Biology

Beetle Filmed Walking Underwater on the Underside of a Puddle’s Surface

Beetle Filmed Walking Underwater on the Underside of a Puddle’s Surface

The more you look at nature the more excited you are. From the self-eroding marine slugs that can grow to new bodies that can spread to laces that can take up six distances with a single anniversary, there’s a lot of shiny substance going on. Spending a lot of time in the midst of action, field researchers are often uniquely bizarre and identified as previously unknown to the behaviors of science, although waiting for their event can be somewhat dangerous. The wait, however, ended for Dr. John Gould and Dr. Jose Valdez. While searching for poles in the pools of the Watagan Mountains in Australia, they found something unusual in the water.

About the size of a nail, an insect is barking on the surface of the water. However, instead of using the reverse – wherever there is air – it spreads itself under the water. A surprising idea, we would agree, but luckily, a video of the two animals was leaked as well as their findings published in the Ethnological Journal. The footage is the first time this behavior has been caught in a story practiced by a beetle. So who was this wonder wanderer?

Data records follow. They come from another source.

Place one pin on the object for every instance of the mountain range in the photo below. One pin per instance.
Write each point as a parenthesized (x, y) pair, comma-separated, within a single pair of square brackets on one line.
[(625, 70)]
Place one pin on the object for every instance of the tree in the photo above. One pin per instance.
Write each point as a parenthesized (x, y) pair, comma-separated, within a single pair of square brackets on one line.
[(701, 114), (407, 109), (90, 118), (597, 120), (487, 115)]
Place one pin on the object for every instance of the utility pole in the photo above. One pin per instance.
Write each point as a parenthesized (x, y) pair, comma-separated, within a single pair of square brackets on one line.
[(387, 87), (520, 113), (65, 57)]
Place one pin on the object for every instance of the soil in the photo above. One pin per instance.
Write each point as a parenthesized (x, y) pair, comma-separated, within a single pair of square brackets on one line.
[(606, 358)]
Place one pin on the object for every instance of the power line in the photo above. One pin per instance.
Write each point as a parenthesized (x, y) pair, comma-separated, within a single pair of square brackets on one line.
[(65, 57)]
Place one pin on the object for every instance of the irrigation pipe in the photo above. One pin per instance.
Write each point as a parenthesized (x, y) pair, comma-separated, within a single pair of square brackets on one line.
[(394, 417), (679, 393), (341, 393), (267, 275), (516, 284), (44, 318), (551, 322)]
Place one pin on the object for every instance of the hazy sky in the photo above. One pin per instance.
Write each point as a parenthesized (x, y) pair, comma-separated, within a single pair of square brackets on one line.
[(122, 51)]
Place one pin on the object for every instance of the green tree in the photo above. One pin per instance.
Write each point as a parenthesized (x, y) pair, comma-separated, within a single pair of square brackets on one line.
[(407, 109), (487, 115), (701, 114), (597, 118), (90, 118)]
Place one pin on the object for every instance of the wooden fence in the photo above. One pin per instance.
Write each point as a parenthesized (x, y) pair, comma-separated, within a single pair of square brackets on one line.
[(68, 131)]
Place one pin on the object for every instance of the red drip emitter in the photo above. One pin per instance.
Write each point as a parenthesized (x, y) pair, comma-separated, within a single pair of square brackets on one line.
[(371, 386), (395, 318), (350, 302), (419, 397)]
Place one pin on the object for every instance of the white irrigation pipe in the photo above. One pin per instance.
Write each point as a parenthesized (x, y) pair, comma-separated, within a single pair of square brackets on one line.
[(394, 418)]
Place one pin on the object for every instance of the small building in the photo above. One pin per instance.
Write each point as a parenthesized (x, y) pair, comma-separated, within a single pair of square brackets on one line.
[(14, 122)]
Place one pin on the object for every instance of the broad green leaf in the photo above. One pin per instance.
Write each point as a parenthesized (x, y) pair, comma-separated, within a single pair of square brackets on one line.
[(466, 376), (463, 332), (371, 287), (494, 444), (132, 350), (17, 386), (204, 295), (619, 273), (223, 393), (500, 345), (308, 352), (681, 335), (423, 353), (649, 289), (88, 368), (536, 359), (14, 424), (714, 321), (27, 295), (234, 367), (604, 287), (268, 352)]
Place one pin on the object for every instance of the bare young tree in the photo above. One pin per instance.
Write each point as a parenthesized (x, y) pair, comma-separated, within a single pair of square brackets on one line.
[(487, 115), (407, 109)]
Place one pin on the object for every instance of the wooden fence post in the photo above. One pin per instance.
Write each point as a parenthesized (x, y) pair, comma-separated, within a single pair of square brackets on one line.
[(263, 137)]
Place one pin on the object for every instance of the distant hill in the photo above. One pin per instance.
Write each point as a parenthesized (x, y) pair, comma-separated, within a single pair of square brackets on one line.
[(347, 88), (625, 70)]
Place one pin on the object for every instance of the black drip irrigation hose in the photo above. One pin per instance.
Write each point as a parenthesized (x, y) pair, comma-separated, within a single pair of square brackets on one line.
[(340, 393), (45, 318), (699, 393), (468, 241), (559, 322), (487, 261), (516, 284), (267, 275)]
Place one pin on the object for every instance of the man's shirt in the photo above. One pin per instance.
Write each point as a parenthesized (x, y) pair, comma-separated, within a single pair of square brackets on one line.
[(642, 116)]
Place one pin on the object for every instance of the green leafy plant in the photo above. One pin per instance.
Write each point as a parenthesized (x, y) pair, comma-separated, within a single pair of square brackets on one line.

Beetle-Filmed-Walking-Underwater-on-the-Underside-of-a-Puddles-Surface-1
Beetle Filmed Walking Underwater on the Underside of a Puddle’s Surface

“Since there are many similar-looking beetles that live in the water and it turned upside down, this beetle was very difficult to identify,” Valdez told IFLScience. “However, we did get some help from Beetle expert entomologist Martin Fikáček, who later helped identify it as a member of the aquatic beet family hydrophilids, otherwise known as the aquatic beetle.” In fact, a beetle expert, Fikáček’s own paper recently went live with details of a new genus and species of beetle, hidden in the dung of living reptiles 230 million years ago. 

Scavenger beetles can help surfing for almost oxygen if they can, but spend their entire lives underwater. Their unique morphology means oxygen can get stuck in their body hairs so that they stay under oxygenated water for long periods of time, while others are seen to carry bubbles for the same purpose.

One such bubble is seen being caught by the beetle in the video, and Gold and Valdez suspect it may have played a role in trapping the insects below the surface of the water.